Why so snarky? The parent poster asked a valid question, and "my organization relies on it and de-facto mandates its use" would have been a good answer.
> I'm confused, do you honestly believe the person I was replying to doesn't know that Slack is critical comms infrastructure at a LOT of companies?
As the person asking that question, no. I've heard it's used by some people ... for things.
Just like I've heard some companies use IRC for chat, and some open source projects use Discord where you can join if you feel like it.
I have no idea what its primary use-case is, who its primary audience is, and to what degree it's more critical than IRC or email or intranets to anyone.
Your comment started off about you and was dismissive of Slack. Saying "How so?", in general, is not handled by people as a genuine and sincere question, it's usually laden with an "I don't believe you" vibe, especially with the dismissive nature of the lead-in.
If you had asked instead:
> "I've haven't really used slack, didn't really see the use case. Why can't you stop using it?"
> Saying "How so?", in general, is not handled by people as a genuine and sincere question, it's usually laden with an "I don't believe you" vibe, especially with the dismissive nature of the lead-in.
I don't believe that.

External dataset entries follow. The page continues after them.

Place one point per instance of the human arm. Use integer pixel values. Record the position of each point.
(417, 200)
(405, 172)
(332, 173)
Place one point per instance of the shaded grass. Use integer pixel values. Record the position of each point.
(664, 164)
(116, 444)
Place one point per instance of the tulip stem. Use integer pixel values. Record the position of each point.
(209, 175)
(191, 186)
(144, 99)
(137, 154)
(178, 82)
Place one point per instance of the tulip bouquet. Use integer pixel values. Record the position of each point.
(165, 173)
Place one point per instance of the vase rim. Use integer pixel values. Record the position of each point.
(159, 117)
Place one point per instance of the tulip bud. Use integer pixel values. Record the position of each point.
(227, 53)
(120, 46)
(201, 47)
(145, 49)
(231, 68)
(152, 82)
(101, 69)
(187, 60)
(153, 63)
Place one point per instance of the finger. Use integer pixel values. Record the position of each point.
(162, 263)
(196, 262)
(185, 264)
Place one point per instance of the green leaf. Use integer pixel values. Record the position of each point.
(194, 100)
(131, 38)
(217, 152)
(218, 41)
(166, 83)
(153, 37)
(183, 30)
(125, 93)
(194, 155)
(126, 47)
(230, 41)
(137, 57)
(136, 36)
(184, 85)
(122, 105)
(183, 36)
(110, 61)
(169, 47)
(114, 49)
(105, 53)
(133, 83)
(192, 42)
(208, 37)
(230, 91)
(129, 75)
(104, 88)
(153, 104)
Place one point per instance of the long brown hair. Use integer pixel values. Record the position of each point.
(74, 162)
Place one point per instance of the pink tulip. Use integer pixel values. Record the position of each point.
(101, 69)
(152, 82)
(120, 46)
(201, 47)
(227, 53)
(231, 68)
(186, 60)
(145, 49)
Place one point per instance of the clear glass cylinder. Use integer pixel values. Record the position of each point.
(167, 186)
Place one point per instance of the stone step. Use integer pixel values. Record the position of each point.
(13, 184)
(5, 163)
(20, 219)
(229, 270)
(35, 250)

I think it is a perfectly fine question, and don't find anything wrong with the way the post was worded. Based on my personal experience, I think my interpretation is the general one.
From my 30 years management experience, your personal experience is not what I've seen. Maybe works in small teams but not with strangers; too short, too abrupt and provides little to no context about the desired answer.
For example, in the case above, was the "How so?" directed at the "immediately stop using it" part or the "have no choice" part? Both?
> Saying "How so?", in general, is not handled by people as a genuine and sincere question, it's usually laden with an "I don't believe you" vibe
That sounds like an extremely regional interpretation, and does not consider that the question was asked in good faith, something the HN guidelines specifically ask you to assume[1].
Why would this person know that? Speaking from personal experience, I myself did not know how critical it is for some as I do not use it day to day (I heard some anecdotes sometimes, but that's it), rarely ever used it, and only recently experienced it in a setting were it was Slacks all the down.
They previously looked at Slack and never found it appealing, they are replying pretty deep into a massively popular HN thread and their question was a pretty snarky "How so?". Maybe my snark was unjustified but I'm comfortable with it.
"How so?" isn't snarky at all to me. It's a rather legitimate question one may pose to somebody who just said they'd stop using a product but can't. The answers could be one of a wide variety, like vendor lock-in, network effect, contractual obligations, or company policy, no viable alternatives (because...), or something entirely unexpected.
I'd actually be interested in the answer from grand-poster as well, if only because I am a curious asshole.
I've never worked at a company that uses Slack. I don't particularly understand what people use it for or how what as far as I can tell is a glorified IRC channel is allegedly so important to some teams. Get a whiteboard.